This elegant long-necked vessel was decorated using a resist painting technique. The red lines were painted first. Then the pattern was created with a resist material such as resin or wax. Finally, the entire vessel was covered in a black slip, which adhered only to areas not treated with the resist substance. The geometric designs may imitate bodypaint or textile patterns, both of which “wrapped” human bodies during life and death, imbuing beings with cultural meaning and identity. This same “wrapping” or painting on an urn would have been deemed important for the bones of the ancestors, if that was indeed the purpose of this vessel.
While ceramic objects such as this are often described in museum collections and scholarly discussions as burial artifacts (and indeed have been recorded as deposited in tombs), no archaeological evidence confirms their use as urns. In the central Andes of Peru, similarly shaped vessels known as aríbalos served primarily to store and transport water and other liquids like chicha (fermented corn beer). Whether this applies to our vessel is unknown.

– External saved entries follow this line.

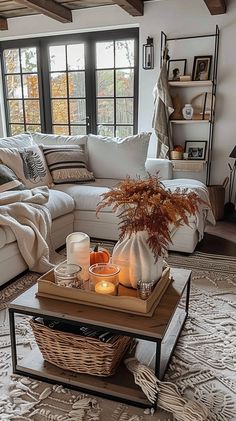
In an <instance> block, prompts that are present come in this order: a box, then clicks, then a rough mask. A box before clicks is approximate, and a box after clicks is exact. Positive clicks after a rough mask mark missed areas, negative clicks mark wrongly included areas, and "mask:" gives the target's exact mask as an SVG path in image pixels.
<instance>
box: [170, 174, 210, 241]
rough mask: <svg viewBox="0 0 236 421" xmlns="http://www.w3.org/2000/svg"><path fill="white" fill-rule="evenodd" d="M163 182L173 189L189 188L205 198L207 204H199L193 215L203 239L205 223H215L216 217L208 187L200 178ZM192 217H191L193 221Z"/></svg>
mask: <svg viewBox="0 0 236 421" xmlns="http://www.w3.org/2000/svg"><path fill="white" fill-rule="evenodd" d="M162 184H163V185H164V186H165V187H166V188H167V189H170V190H171V191H173V190H175V189H176V188H180V189H183V190H184V189H187V191H192V192H194V193H196V194H198V196H199V197H200V198H201V199H202V200H204V201H205V202H206V203H207V204H208V203H209V205H207V204H201V205H199V209H198V212H197V213H196V215H195V216H194V217H193V218H194V219H193V220H194V223H195V225H196V228H197V230H198V235H199V241H200V240H202V239H203V236H204V228H205V223H206V222H209V223H210V224H213V225H215V217H214V215H213V213H212V210H211V205H210V202H209V194H208V190H207V187H206V186H205V184H203V183H201V182H200V181H198V180H192V179H186V178H179V179H174V180H164V181H163V180H162ZM191 219H192V217H191V218H190V221H191ZM173 234H174V231H173V232H172V235H173Z"/></svg>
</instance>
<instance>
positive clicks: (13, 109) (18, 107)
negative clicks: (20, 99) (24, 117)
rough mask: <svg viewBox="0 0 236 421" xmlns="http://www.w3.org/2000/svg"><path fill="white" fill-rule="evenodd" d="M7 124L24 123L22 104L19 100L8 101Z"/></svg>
mask: <svg viewBox="0 0 236 421" xmlns="http://www.w3.org/2000/svg"><path fill="white" fill-rule="evenodd" d="M8 107H9V122H10V123H24V117H23V102H22V101H21V100H9V101H8Z"/></svg>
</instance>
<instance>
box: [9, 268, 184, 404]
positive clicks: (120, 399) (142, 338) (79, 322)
mask: <svg viewBox="0 0 236 421" xmlns="http://www.w3.org/2000/svg"><path fill="white" fill-rule="evenodd" d="M190 283H191V275H190V276H189V278H188V281H187V283H186V286H185V288H184V290H183V294H182V295H184V293H185V291H186V299H185V317H184V318H183V321H182V323H181V326H180V328H179V331H178V333H177V335H176V338H175V342H174V344H173V347H172V350H171V352H170V355H169V358H168V361H167V363H166V366H165V371H166V370H167V368H168V365H169V362H170V359H171V357H172V355H173V352H174V350H175V346H176V343H177V341H178V338H179V336H180V334H181V331H182V328H183V326H184V324H185V321H186V319H187V317H188V309H189V296H190ZM177 308H178V306H177V307H176V309H175V311H174V312H173V315H172V318H171V320H173V317H174V315H175V313H176V310H177ZM15 314H23V315H25V316H32V317H39V316H41V317H42V316H43V314H42V312H35V311H30V310H17V309H15V308H11V307H9V322H10V338H11V352H12V372H13V374H18V375H23V376H27V377H31V378H33V379H35V380H40V381H46V382H47V383H52V384H55V383H56V381H54V380H52V379H48V378H46V377H44V376H42V375H40V374H39V375H36V374H33V373H32V374H31V373H28V372H26V371H24V369H22V370H21V369H19V368H17V345H16V330H15ZM47 319H51V320H57V321H60V322H65V321H69V322H70V323H71V324H73V325H76V326H89V327H91V328H95V329H97V328H99V330H107V329H108V330H109V331H111V332H113V333H115V334H118V335H125V336H129V337H133V338H137V339H143V340H146V341H150V342H155V343H156V361H155V375H156V377H157V378H158V379H160V380H161V379H162V378H163V376H164V374H165V372H164V373H163V375H162V377H161V378H160V363H161V344H162V340H163V339H158V338H156V339H154V338H153V337H150V336H148V335H138V334H136V333H131V332H126V331H125V330H120V329H119V330H118V329H110V328H107V329H105V328H104V327H101V326H99V324H98V325H96V324H92V323H84V322H80V321H74V320H70V319H66V318H65V317H57V316H48V315H47ZM164 337H165V336H164ZM60 384H62V386H64V387H66V388H69V389H74V390H77V391H81V392H84V393H88V394H91V393H92V394H95V395H96V396H100V397H102V398H105V399H110V400H113V401H118V402H122V403H126V404H128V405H133V406H138V407H141V408H147V405H145V404H142V403H140V402H134V401H131V400H129V399H123V398H119V397H116V396H113V395H109V394H106V393H102V392H98V391H96V392H94V391H92V392H91V390H89V389H85V388H83V387H80V386H78V387H76V386H74V385H70V384H67V383H66V382H60ZM150 407H155V408H156V405H153V404H151V403H150Z"/></svg>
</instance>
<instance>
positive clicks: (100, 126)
mask: <svg viewBox="0 0 236 421" xmlns="http://www.w3.org/2000/svg"><path fill="white" fill-rule="evenodd" d="M97 132H98V134H99V135H101V136H114V126H103V125H102V124H101V125H100V126H98V127H97Z"/></svg>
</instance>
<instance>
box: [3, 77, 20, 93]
mask: <svg viewBox="0 0 236 421" xmlns="http://www.w3.org/2000/svg"><path fill="white" fill-rule="evenodd" d="M6 91H7V98H22V89H21V79H20V76H18V75H10V76H6Z"/></svg>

Relatively few Nariño artifacts have been excavated archaeologically. The Nariño region has been and continues to be heavily looted, with little governmental oversight in remote areas, and there is also a rampant trade in replicas and forgeries. All of these factors complicate study of ceramics such as this vessel. However, LACMA conservators sent a sample of the piece for thermoluminescence testing, and the result confirms that it was fired between 700 and 1200.